Letztes Update am Mo, 29.01.2018 16:18

TT / Tiroler Tageszeitung Onlineausgabe


Special Allrad

Allradsysteme einst und heute

Während der Allradantrieb an Fahrzeugen früher in erster Linie bessere Traktion und Geländeeinsätze ermöglichen sollte, dienen die Systeme der neueren Generation auch der Optimierung des Fahrverhaltens.

© PixabaySymbolbild.



Leider sind herausragende Innovationen der Anfangsjahre in Vergessenheit geraten. Ein Rückblick im Zeitraffer.

Die ersten Allrad-Systeme

Premiere hatte der Allradantrieb vermutlich in Großbritannien im Jahr 1827. Das von John Hill und Timothy Burstall modifizierte Transportfahrzeug mit Dampfmaschine hatte ursprünglich einen Heckantrieb. Die beiden schalteten über eine damals noch wenig verbreitete Kardanwelle den Vorderachsantrieb zu. Sie gaben die Allrad-Idee später aufgrund technischer Probleme auf.

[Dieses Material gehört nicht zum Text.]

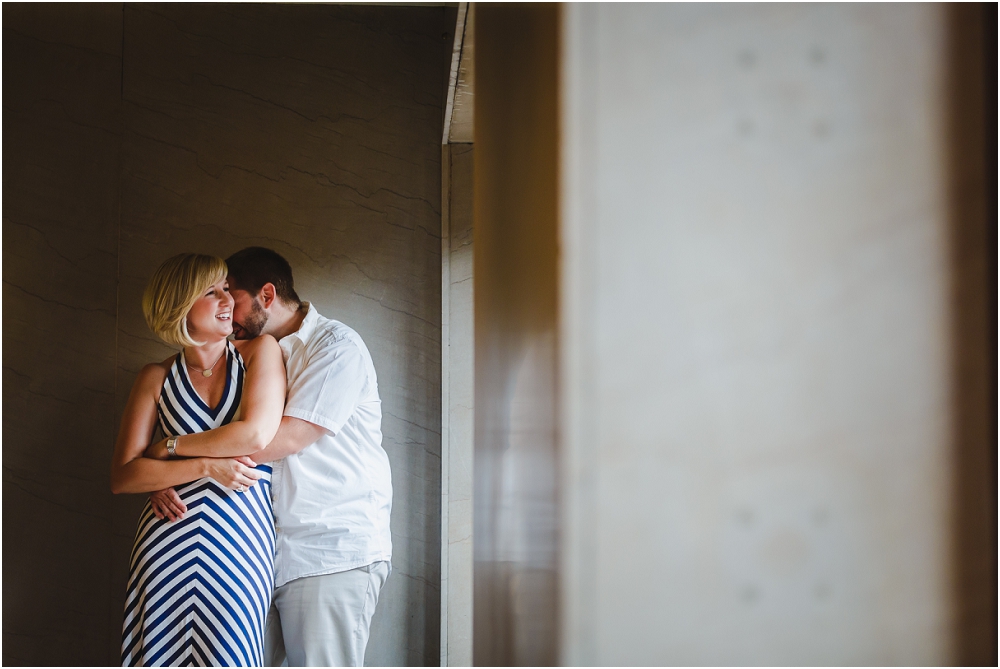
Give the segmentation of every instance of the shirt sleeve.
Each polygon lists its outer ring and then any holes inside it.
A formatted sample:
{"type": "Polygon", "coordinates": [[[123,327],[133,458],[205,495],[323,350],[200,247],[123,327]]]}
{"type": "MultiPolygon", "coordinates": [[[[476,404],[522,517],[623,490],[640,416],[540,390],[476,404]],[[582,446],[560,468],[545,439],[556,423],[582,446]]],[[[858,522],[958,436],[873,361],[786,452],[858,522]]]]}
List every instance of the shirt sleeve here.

Mit seinem legendären Lohner-Porsche entwickelte Ferdinand Porsche im Jahr 1900 gleich zwei Lösungen für die Herausforderungen in der Automobilbranche. Er konstruierte für jedes Rad einen elektrischen Radnaben-Motor und erfand somit das erste Elektromobil mit permanentem Allradantrieb. Warum seine Innovation damals nicht die gebührende Aufmerksamkeit erhielt, kann nur vermutet werden. Offensichtlich stand sein Konzept den Plänen einflussreicher Leute im Weg.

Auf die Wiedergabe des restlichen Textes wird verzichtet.